The author has been around the vulnerability research scene since the beginning. In the beginning, it was fun and motivating; they trafficked hidden knowledge, trying to understand obscure things. Within a decade, the mood shifted. Exploitation techniques like C++ vtables were common discussion points. The in-memory layouts of fonts became widely discussed because they are exploited in memory corruption attacks.
They make two claims. First, vulnerabilities hide in non-obvious areas that don't have anything to do with security. The entry point for hackers is where they have control of the data and where the code is bad. Second, the cost of being an elite security researcher is high, making it very difficult for many people to be good at it. It requires attention from elite people
Because of these two claims, they say that LLMs are perfect for exploitation research. Vulnerabilities are found by pattern-matching bug classes, which the LLM was a complete library of. It has great constraint-solving capabilities, like reachability and exploitability concerns. LLMs can write code and test exploitation as well, creating a great feedback loop.

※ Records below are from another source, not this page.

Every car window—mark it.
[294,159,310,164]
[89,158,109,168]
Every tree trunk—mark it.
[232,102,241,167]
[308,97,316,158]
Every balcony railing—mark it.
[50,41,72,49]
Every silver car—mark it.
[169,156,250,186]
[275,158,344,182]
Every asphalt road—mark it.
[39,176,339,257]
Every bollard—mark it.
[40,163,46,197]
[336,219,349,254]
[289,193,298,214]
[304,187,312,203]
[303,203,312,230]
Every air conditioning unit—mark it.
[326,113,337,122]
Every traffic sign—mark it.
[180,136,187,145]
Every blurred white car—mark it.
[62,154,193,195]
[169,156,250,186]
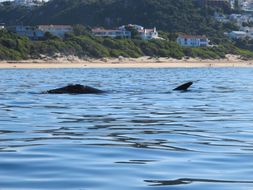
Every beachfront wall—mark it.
[177,35,209,47]
[14,25,73,40]
[138,28,159,40]
[92,25,160,40]
[92,28,131,38]
[38,25,73,38]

Nick Carlini works on Anthropic's Frontier Red Team. They claimed to have generated 500 high-severity vulnerabilities with a super-simple set of operations. For each source file in the repo, Claude was asked to find an exploitable vulnerability in that project. With a lot of vulnerabilities, they would give Claude the reports and tell Claude to triage them. Accordingly, it had almost a 100% success rate. This process is simple, very focused on a specific file, and gets deep coverage.

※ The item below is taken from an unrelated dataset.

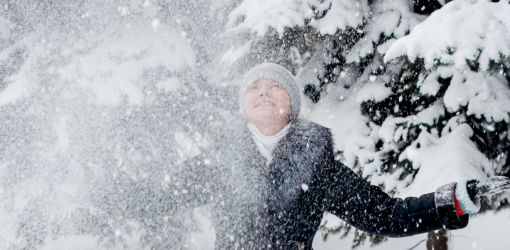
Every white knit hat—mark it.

The simple approach is weird to me. I would think that human intuition and guidance would be good for the LLM. The reality is much different: just let the LLM cook. Richard Sutton's bitter lesson realized that the important thing is data and computation. Everything else doesn't matter.
So, what's the future hold then? The claim is that vulnerabilities will come in large waves. The cost is apparently going down to do this. The author is worried that legislators will try to fix the issue by preventing LLMs from conducting security research.

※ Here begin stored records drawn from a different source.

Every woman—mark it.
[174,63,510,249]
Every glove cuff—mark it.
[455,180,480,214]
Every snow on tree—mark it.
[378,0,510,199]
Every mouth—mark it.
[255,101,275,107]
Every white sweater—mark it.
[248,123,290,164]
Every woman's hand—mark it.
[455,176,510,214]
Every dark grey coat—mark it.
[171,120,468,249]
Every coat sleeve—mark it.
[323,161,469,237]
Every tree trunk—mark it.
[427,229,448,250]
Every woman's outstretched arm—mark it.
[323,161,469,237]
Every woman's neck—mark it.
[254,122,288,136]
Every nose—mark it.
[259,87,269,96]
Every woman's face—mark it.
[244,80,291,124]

They finally claim that there's room for human vulnerability research but only at the highest end. Not everything is documented, and humans come up with new tricks all the time. LLMs are great at pattern-matching and pulling concepts together across the realm, but NOT creating new ones. Still, this is a small subset of people. The post is very dystopian but potentially true. I think LLMs tend to find the same bugs, but I'm doubtful it's finding ALL of the bugs.